The credit crunch has increased pressure on in-house counsel worldwide to prove their worth and thereby survive the economic downturn, according to a poll carried out by the New York State Bar Association (NYSBA).
The results of the 2008 Global Challenge Survey, which will be presented at the NYSBA’s international section conference in Stockholm later this month, revealed that the economic downturn was the biggest challenge affecting corporate counsel.
Thirty-nine per cent of the survey’s 77 respondents, all at large publicly traded international companies headquartered in the US, identified surviving the global slowdown as the major concern – above regulatory issues and rising costs.

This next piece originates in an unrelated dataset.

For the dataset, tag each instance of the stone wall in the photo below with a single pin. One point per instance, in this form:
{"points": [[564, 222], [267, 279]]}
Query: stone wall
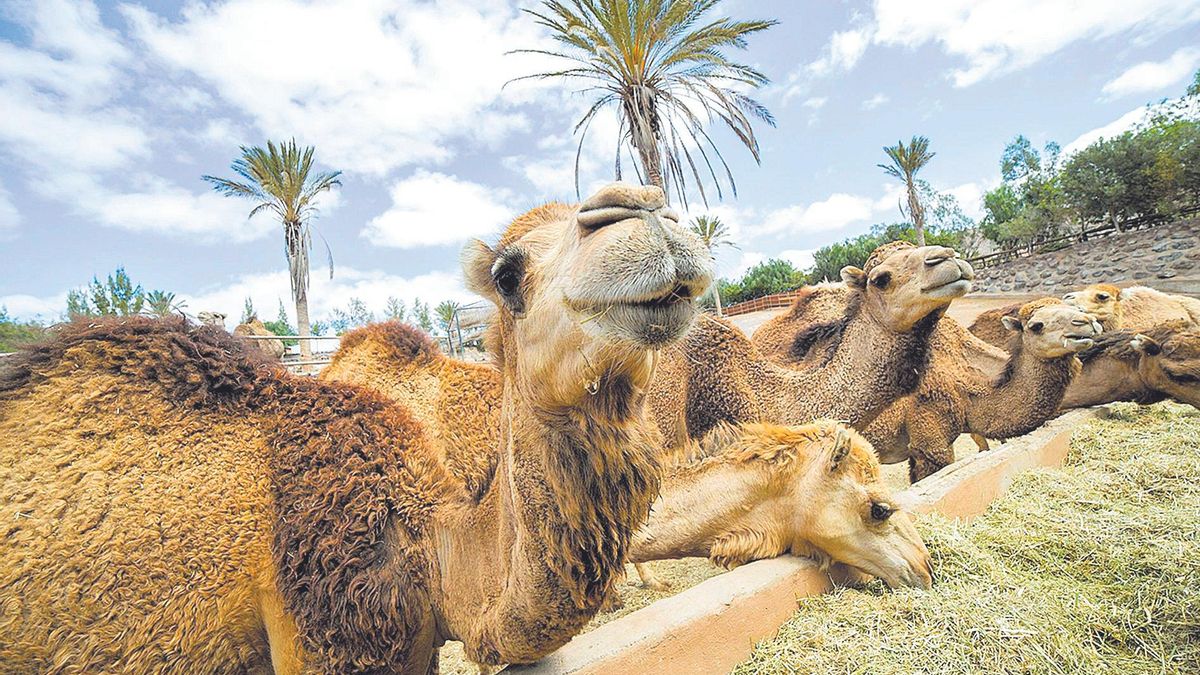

The survey also showed that only 15% of respondents had seen a big rise in the amount of litigation affecting their company over the past two years, with 46% reporting little change in the volume of claims made against them.
Allison Tomlinson, a member of the international law and practice section of the NYSBA’s executive committee and senior associate counsel at US engineering and infrastructure company Parsons Brinckerhoff, said: ‘There is always pressure on in-house counsel to be efficient and prove their worth… but the economic downturn has increased the pressure on them to show added value, which can be hard to quantify, and to do it on a lean budget.’
Sapna B Fitzgerald, chairwoman of the Commerce and Industry Group in England and Wales and company secretary and head of legal at LSL Property Services, said the challenge was not confined to the US.
She said: ‘In-house counsel have always had to demonstrate and justify their value. The credit crunch has increased the pressure on in-house departments to do this on this side of the Atlantic too, particularly in the property and financial services sector.
‘The pressure will continue until market conditions improve. Once they do, legal departments affected will need to review their resources – both internal and external – and consider any lessons learned from their experiences during the credit crunch.’